Why execution times of the same binary differ on multiple executions
The key problem here is the non-deterministic behavior due to the way the CPU works. Modern superscalar CPUs can execute multiple instructions at a time or change the order of commands to be executed (out-of-order execution). Regarding your example, it's also possible that optimization in cache use applies. RAM is several magnitudes slower than the CPU itself, that's why intensive caching is used. The second run of your binary might run in the cache, thus consuming less CPU cycles (cycles the CPU would have waited for the data to be retrieved from memory).
On the difference of real, user and sys process time statistics
One of these things is not like the other. Real refers to actual elapsed time; User and Sys refer to CPU time used only by the process.
Real is wall clock time - time from start to finish of the call. This is all elapsed time including time slices used by other processes and time the process spends blocked (for example if it is waiting for I/O to complete).

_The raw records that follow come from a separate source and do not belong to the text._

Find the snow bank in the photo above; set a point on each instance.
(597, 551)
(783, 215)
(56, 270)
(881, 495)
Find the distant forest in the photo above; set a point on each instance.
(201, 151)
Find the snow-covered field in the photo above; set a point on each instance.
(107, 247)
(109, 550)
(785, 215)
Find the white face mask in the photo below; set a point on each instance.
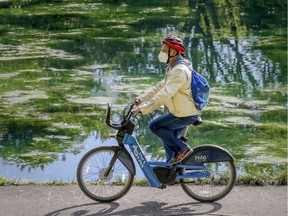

User is the amount of CPU time spent in user-mode code (outside the kernel) within the process. This is only actual CPU time used in executing the process. Other processes and time the process spends blocked do not count towards this figure.
Sys is the amount of CPU time spent in the kernel within the process. This means executing CPU time spent in system calls within the kernel, as opposed to library code, which is still running in user-space. Like 'user', this is only CPU time used by the process. See below for a brief description of kernel mode (also known as 'supervisor' mode) and the system call mechanism.
User+Sys will tell you how much actual CPU time your process used. Note that this is across all CPUs, so if the process has multiple threads it could potentially exceed the wall clock time reported by
Real. Note that in the output these figures include the
Sys time of all child processes (and their descendants) as well when they could have been collected, e.g. by
waitpid(2), although the underlying system calls return the statistics for the process and its children separately.